With her dirty fingers, Sophie carefully straightened the pleats on Camille’s sleeve. “Then you wouldn’t have to work la magie—”
“That would be a lot of hats.” Camille dropped her smile when she saw Sophie’s eyes darkening.
“Not everyone can work magic.”
It had been a vexed subject ever since the beginning, when Maman had begun teaching Sophie the simplest kind of magic, la magie ordinaire. Sophie insisted she couldn’t do it. Camille knew she didn’t want to. And unlike Camille, who could do it and who must, Sophie had walked away from working magic at all.
“Everyone’s struggling these days,” Camille said, pressing down her resentment. “We’re not the only ones. Apart from the nobles, all the people of France are hungry.” In the field, the farmhands worked their way through the green rows. “Perhaps this year’s harvest will be better.”
“One harvest won’t make our lives better. Bread will cost a bit less, bien sûr. But we’ll still be scraping through the mud for scraps of metal.”
“We won’t live off la magie forever. Something will change.”

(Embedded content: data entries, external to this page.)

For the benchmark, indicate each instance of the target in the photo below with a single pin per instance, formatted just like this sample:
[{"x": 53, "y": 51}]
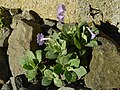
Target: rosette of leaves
[
  {"x": 79, "y": 35},
  {"x": 67, "y": 66},
  {"x": 31, "y": 63}
]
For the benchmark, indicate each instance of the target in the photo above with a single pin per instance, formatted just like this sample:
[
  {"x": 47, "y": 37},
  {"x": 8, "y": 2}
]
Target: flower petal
[
  {"x": 92, "y": 34},
  {"x": 60, "y": 17},
  {"x": 61, "y": 9},
  {"x": 40, "y": 38}
]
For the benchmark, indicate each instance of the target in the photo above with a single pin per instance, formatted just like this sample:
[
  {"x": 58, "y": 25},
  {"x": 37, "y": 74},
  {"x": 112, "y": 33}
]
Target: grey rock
[
  {"x": 22, "y": 88},
  {"x": 66, "y": 88},
  {"x": 102, "y": 10},
  {"x": 7, "y": 86},
  {"x": 104, "y": 67},
  {"x": 15, "y": 11},
  {"x": 49, "y": 22},
  {"x": 4, "y": 34},
  {"x": 4, "y": 68},
  {"x": 19, "y": 44},
  {"x": 22, "y": 39}
]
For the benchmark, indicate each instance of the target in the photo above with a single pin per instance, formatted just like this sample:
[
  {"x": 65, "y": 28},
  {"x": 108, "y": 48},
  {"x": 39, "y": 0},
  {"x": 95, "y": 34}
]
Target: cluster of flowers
[{"x": 60, "y": 15}]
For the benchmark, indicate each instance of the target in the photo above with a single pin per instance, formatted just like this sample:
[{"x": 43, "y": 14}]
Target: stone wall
[{"x": 45, "y": 8}]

Sophie glanced sidelong at Camille. “Alain said he would take me to a dance at the Palais-Royal.”
“And?” Camille said, uneasy.
“And,” said Sophie, dragging her finger in curlicues along the top of the wall, “he said I might meet someone there. Plenty of noblemen come to the Palais-Royal for the duc d’Orléans’ entertainments. He said he’d buy me a dress to wear and a friend of his would loan me some jewels.”
“Oh?” If Sophie went, what would she find there, at the crowded gaming tables or on the polished parquet floor of the ballroom? An aristocrat looking for a wife? Hardly. A girl for an evening or maybe a week. Not the fairy-tale romance she was wishing for. “Who’ll buy you a dress: Alain or the duc?”
“Alain, silly.” Sophie gave Camille’s shoulder a little push. “I can marry rich, I know it. Find someone who’d take care of us.”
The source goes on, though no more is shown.